Via Crucis Station 13 presents what has become known as the Pietà—Mary receiving the lifeless body of her Son. Joseph of Arimathea and Nicodemus carefully remove the nails and gently lower Christ's broken body into His Mother's waiting arms. This station captures maternal grief that goes beyond any words I could ever find. Mary who held Him with joy in Bethlehem now holds Him in death. The body she nourished, protected, and loved beyond measure now lies broken, cold, utterly still in her lap. At Valinhos Sanctuary, this station honors Mary's complete participation in the work of redemption. She wasn't merely a witness; she was a co-sufferer. Her "yes" at the Annuncation reached its fulfillment here in her arms. She gave Him to the world at His birth; she receives Him back from the world at His death.
V. We adore Thee, O Christ, and we praise Thee.
R. Because by Thy holy cross, Thou hast redeemed the world.
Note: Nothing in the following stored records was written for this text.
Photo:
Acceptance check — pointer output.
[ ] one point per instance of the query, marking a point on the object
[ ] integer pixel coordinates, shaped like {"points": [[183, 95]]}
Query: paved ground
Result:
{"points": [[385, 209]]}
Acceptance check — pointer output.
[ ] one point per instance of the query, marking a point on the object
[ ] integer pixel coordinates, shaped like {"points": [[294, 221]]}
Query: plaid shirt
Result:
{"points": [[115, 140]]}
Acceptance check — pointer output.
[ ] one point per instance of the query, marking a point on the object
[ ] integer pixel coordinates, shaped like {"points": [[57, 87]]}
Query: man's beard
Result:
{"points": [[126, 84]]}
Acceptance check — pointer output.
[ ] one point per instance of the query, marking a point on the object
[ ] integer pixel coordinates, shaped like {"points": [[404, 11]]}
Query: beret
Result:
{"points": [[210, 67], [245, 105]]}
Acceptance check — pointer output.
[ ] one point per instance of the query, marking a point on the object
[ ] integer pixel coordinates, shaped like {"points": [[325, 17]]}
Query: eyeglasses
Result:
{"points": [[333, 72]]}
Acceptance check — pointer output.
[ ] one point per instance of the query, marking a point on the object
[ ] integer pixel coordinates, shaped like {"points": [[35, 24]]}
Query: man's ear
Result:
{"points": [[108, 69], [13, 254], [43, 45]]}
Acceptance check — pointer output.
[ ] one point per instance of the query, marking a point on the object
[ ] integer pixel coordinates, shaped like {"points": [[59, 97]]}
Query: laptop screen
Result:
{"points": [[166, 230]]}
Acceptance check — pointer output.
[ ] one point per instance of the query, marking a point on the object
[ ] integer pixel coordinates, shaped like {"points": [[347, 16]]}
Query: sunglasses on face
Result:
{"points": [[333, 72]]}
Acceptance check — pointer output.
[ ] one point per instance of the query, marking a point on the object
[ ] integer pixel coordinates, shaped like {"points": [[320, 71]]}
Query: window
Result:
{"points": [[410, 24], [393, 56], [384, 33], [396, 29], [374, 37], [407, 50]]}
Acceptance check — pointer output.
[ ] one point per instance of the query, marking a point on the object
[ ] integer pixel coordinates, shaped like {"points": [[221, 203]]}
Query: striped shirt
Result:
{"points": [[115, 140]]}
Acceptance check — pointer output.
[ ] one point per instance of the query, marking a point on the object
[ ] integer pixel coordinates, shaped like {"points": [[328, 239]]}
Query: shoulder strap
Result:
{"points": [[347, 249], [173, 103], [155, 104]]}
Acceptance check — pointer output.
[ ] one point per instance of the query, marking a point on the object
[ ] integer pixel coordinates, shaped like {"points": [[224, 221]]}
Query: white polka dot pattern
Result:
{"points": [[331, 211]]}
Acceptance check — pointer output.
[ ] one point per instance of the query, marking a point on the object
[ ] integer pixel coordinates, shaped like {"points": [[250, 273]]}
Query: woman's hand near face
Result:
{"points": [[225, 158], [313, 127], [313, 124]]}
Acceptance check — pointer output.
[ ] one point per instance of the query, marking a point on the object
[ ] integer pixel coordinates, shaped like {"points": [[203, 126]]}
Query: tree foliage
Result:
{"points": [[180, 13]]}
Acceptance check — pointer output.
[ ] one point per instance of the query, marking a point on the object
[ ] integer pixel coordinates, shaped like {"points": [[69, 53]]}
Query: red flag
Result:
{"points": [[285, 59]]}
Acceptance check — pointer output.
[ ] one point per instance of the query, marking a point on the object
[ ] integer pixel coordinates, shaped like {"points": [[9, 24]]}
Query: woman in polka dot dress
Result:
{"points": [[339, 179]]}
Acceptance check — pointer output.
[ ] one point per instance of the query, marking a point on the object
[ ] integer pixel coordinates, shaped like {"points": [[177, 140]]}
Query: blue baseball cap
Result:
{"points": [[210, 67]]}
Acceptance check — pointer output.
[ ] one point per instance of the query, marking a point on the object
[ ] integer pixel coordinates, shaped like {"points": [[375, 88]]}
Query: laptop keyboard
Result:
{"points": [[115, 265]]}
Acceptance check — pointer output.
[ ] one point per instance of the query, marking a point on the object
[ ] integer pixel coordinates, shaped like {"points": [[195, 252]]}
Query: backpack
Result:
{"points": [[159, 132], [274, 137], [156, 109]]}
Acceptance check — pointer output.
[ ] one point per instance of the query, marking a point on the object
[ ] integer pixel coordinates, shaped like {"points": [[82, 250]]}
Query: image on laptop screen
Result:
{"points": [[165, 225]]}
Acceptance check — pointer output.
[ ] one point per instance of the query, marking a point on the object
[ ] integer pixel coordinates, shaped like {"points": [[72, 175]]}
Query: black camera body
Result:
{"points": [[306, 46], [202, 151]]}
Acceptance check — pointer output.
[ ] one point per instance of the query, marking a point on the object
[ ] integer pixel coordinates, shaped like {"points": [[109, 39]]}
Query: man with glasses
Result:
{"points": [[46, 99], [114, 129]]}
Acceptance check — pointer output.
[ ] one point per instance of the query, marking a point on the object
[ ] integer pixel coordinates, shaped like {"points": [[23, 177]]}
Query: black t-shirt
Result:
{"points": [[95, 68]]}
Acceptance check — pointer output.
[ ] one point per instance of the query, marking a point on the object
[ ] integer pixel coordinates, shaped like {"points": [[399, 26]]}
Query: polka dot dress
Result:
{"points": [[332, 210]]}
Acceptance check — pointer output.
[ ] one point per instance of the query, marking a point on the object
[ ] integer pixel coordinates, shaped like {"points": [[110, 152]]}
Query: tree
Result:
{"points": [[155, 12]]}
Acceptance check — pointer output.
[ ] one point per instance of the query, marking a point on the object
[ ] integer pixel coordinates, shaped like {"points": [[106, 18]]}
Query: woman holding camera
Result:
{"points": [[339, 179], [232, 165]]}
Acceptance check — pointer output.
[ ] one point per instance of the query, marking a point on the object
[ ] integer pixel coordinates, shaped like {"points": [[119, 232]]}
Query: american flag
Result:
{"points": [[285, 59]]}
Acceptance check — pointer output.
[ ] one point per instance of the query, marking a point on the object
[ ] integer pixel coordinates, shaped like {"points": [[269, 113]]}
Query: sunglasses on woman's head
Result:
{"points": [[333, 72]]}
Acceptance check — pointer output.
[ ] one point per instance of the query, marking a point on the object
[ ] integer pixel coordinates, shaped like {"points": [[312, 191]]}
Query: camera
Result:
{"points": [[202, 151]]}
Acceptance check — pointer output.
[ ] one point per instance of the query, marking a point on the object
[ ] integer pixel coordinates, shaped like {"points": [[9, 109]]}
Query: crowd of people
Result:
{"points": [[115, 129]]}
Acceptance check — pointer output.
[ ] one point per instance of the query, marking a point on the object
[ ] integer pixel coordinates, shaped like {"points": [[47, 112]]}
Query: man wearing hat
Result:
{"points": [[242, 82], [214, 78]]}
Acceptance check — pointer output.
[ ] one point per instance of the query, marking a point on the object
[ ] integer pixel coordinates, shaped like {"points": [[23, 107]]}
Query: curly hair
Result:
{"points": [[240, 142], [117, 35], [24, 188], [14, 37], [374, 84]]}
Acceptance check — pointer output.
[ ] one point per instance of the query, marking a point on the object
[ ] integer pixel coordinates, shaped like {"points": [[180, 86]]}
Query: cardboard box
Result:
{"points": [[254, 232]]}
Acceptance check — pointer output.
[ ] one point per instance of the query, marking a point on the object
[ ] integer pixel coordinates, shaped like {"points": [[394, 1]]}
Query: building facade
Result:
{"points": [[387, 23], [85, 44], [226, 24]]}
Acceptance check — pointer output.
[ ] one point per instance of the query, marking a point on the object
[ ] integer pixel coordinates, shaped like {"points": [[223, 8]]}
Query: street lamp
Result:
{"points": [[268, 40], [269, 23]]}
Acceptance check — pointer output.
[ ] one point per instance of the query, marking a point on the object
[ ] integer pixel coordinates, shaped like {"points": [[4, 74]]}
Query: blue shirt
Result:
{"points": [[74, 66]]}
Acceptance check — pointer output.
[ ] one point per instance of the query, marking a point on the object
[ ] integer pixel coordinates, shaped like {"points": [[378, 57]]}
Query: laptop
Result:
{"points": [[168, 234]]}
Mother Mary, what was it like to hold Him again? Did you remember His birth, cradling the newborn King in this same embrace? Did you recall His first steps toward you, His childhood scrapes and bruises that you kissed and made better? Now you hold Him for the last time before the tomb, and there is no kiss that can heal these wounds, no mother's comfort that can wake Him from this sleep. Yet you don't despair into bitterness. You don't rage against God or curse heaven. You continue your "fiat"—let it be done according to Your will—even unto this unbearable hour of holding your dead child. Teach me your kind of faith, Mother. When I must let go of those I love, when death takes what is most precious to me, when loss seems utterly unbearable, give me your strength. Let me hold what I must release with both profound grief and supernatural trust, knowing that God ultimately holds us all.
Mary first held Him in Bethlehem's stable—tiny, vulnerable, completely dependent. She cradled the infant God, marveling at the miracle. That first embrace was full of wonder, joy, and fierce protective love. She could not have imagined then how she would hold Him again.
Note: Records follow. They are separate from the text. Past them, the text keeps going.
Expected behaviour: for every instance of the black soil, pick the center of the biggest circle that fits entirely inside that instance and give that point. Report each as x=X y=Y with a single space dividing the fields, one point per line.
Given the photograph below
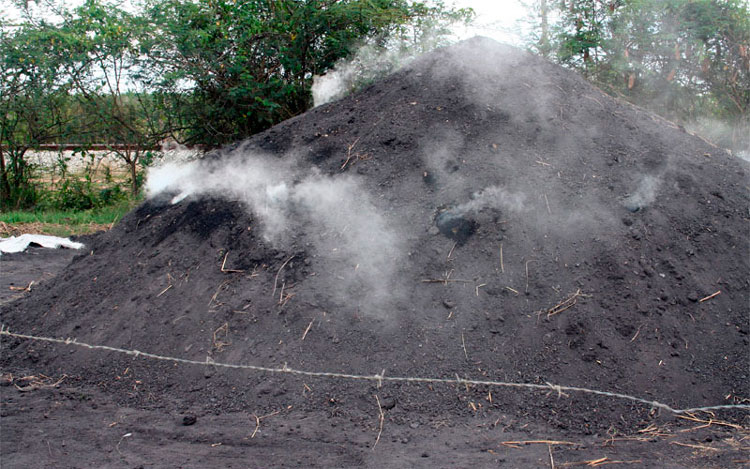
x=626 y=216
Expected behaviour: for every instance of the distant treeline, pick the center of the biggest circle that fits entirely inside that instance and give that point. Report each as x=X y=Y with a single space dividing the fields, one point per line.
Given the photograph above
x=199 y=72
x=688 y=60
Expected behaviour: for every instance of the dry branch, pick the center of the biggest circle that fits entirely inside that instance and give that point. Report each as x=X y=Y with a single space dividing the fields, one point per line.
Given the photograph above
x=307 y=329
x=276 y=279
x=382 y=421
x=565 y=304
x=709 y=297
x=223 y=265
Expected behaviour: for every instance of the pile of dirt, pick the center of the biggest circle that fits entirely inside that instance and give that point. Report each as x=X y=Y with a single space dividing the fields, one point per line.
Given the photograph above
x=480 y=213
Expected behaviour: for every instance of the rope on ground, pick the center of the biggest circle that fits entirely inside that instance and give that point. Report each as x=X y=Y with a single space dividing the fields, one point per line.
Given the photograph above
x=379 y=378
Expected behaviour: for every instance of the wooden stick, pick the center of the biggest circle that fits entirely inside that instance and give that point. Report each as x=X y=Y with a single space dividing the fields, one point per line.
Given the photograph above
x=382 y=420
x=636 y=333
x=565 y=304
x=451 y=251
x=276 y=279
x=709 y=297
x=551 y=460
x=540 y=442
x=164 y=291
x=687 y=445
x=308 y=329
x=445 y=280
x=229 y=270
x=527 y=274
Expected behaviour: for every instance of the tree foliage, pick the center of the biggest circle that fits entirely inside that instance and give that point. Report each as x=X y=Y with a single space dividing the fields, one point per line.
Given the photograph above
x=686 y=59
x=206 y=72
x=239 y=67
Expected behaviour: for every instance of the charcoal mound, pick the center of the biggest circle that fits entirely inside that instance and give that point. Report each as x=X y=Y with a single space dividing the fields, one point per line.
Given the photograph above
x=480 y=213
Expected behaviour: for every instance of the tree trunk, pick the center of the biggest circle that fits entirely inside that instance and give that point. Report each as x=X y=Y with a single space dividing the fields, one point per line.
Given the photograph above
x=4 y=183
x=544 y=48
x=133 y=170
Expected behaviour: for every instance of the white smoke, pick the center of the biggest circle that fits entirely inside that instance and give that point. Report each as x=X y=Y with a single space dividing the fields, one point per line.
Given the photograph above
x=644 y=195
x=370 y=62
x=494 y=197
x=354 y=245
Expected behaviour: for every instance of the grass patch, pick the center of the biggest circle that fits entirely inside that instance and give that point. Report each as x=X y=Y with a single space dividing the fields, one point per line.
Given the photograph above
x=61 y=222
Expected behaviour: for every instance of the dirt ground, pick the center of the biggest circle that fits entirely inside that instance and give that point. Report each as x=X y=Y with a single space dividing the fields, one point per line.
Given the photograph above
x=481 y=215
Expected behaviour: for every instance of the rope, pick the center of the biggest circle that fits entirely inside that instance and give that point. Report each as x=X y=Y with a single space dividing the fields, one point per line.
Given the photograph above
x=379 y=378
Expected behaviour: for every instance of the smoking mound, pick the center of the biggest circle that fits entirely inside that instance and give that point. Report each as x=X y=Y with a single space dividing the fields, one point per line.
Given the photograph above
x=480 y=213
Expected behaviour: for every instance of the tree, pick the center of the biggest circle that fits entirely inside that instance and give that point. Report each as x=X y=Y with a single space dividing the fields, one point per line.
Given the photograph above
x=107 y=70
x=686 y=59
x=235 y=68
x=34 y=106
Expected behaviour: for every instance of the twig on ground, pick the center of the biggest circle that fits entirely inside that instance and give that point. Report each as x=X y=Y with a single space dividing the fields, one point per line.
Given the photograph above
x=538 y=442
x=446 y=278
x=223 y=265
x=527 y=274
x=127 y=435
x=565 y=304
x=551 y=459
x=276 y=279
x=164 y=291
x=709 y=422
x=636 y=333
x=688 y=445
x=27 y=288
x=38 y=382
x=216 y=294
x=450 y=253
x=463 y=343
x=709 y=297
x=599 y=462
x=307 y=329
x=382 y=421
x=258 y=419
x=219 y=341
x=349 y=153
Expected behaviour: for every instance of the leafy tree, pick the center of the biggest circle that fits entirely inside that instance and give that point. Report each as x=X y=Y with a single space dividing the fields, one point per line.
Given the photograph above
x=686 y=59
x=105 y=65
x=235 y=68
x=34 y=106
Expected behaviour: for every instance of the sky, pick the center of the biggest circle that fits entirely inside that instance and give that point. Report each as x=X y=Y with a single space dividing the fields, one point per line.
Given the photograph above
x=497 y=19
x=494 y=18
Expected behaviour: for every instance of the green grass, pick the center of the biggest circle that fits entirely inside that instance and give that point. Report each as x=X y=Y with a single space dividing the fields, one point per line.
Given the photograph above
x=67 y=223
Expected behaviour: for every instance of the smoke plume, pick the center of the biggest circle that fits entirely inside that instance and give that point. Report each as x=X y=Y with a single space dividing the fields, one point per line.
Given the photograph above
x=354 y=245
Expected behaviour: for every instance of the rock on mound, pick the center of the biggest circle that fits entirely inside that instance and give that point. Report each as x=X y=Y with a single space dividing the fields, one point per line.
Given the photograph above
x=482 y=212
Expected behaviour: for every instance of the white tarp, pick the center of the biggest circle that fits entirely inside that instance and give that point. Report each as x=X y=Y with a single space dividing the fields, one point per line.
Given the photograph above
x=20 y=243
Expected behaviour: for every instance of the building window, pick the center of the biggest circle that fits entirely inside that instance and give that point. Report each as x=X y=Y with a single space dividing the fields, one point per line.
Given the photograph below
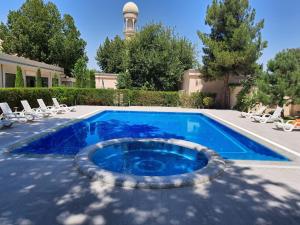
x=10 y=80
x=44 y=81
x=30 y=81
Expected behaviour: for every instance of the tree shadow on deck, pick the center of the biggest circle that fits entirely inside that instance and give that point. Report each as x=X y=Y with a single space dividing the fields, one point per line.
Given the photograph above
x=41 y=191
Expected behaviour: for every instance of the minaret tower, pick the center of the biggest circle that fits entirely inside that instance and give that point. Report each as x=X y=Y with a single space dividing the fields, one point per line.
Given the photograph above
x=130 y=12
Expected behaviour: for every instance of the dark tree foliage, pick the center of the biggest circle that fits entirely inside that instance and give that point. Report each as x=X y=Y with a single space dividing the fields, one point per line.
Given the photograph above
x=38 y=32
x=157 y=58
x=19 y=82
x=154 y=59
x=234 y=44
x=111 y=55
x=38 y=79
x=282 y=80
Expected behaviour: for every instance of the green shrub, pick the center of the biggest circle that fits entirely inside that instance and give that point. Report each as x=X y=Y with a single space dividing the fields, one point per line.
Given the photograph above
x=19 y=82
x=208 y=101
x=196 y=100
x=108 y=97
x=55 y=80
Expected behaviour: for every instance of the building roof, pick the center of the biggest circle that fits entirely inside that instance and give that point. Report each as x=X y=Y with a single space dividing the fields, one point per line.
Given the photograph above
x=130 y=7
x=13 y=59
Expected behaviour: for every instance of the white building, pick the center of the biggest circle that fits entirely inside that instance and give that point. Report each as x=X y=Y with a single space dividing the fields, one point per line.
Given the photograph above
x=8 y=68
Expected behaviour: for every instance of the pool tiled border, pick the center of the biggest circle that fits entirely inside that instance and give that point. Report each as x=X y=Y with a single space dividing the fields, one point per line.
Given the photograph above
x=215 y=167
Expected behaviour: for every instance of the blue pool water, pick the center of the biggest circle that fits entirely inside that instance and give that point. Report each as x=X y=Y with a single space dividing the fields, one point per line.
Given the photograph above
x=120 y=124
x=149 y=159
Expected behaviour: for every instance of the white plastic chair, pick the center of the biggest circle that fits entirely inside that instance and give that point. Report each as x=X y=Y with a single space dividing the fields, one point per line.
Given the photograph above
x=268 y=118
x=37 y=112
x=48 y=109
x=8 y=114
x=254 y=113
x=289 y=125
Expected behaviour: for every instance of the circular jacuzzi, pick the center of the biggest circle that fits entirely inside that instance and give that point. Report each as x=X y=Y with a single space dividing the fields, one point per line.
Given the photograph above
x=149 y=163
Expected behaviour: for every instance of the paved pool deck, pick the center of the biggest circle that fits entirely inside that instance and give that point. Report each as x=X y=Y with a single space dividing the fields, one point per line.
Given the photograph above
x=50 y=190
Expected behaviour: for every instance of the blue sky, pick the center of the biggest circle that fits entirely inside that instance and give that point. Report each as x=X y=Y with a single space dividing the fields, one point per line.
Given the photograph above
x=97 y=19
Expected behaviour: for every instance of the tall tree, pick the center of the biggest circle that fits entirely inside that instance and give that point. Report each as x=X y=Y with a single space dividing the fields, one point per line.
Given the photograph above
x=55 y=81
x=19 y=82
x=92 y=81
x=38 y=79
x=157 y=58
x=80 y=72
x=111 y=55
x=281 y=80
x=38 y=32
x=234 y=44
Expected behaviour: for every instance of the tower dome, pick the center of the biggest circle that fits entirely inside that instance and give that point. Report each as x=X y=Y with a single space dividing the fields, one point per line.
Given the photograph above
x=130 y=7
x=130 y=13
Now she holds Him again—no longer tiny but broken, no longer warm but cold, no longer dependent but gone. The Pietà captures this second embrace: a mother receiving her dead Son. The same arms that first held Him in life now hold Him in death.
Though we don't see it in the Gospels, tradition holds that Jesus appeared to His mother after the resurrection. Imagine that third embrace—Mary holding Him alive again, glorified, victorious. Death did not have the final word. Her sorrow has turned to joy. This third embrace is eternal.
Our Lady came to Fátima as Our Lady of Sorrows—the Mother who stood at the cross, who held her dead Son, who knows grief intimately and completely. She comes now to gather her children, to hold us as she held Jesus. The vision of the Immaculate Heart surrounded by piercing thorns reveals that Mary continues to suffer with and for her wayward children who reject her Son's love.
The thirteenth station invites me into the refuge of her maternal heart. Just as she received Jesus from the cross, she receives me from my crosses. Just as she didn't abandon Him in death, she doesn't abandon me in my darkest hours. Fátima is Mary's arms opened wide, calling: "Come to me, all you who are burdened."
According to St. Alphonsus Liguori, after Jesus, Mary is the most beautiful, most loving, and most powerful creature that exists. St. Bernard taught something that comforts me: in danger, in difficulty, in doubt, think of Mary and call on Mary.
St. John Paul II credited Mary with saving his life during the assassination attempt on May 13, the Fátima anniversary. According to St. Maximilian Kolbe, we should never be afraid of loving the Blessed Virgin too much, because we can never love her more than Jesus did. I'm learning to run to her arms when I need to be held in my grief.
If I haven't yet consecrated myself to Jesus through Mary, I'm considering beginning the 33-day preparation using either St. Louis de Montfort's method or St. John Paul II's approach. I'm praying the Stabat Mater this week, standing spiritually with Mary at the cross, trying to feel what she felt, asking her to teach me how to suffer well.
I'm also doing a Letting Go Ritual: writing down something or someone I need to release into God's hands—maybe a relationship that's ended, a dream that's died, someone I love who has passed away. I fold the paper and place it before a statue of Mary, praying: "Mother, as you received Jesus from the cross, I give you this. Hold it in your Immaculate Heart for me."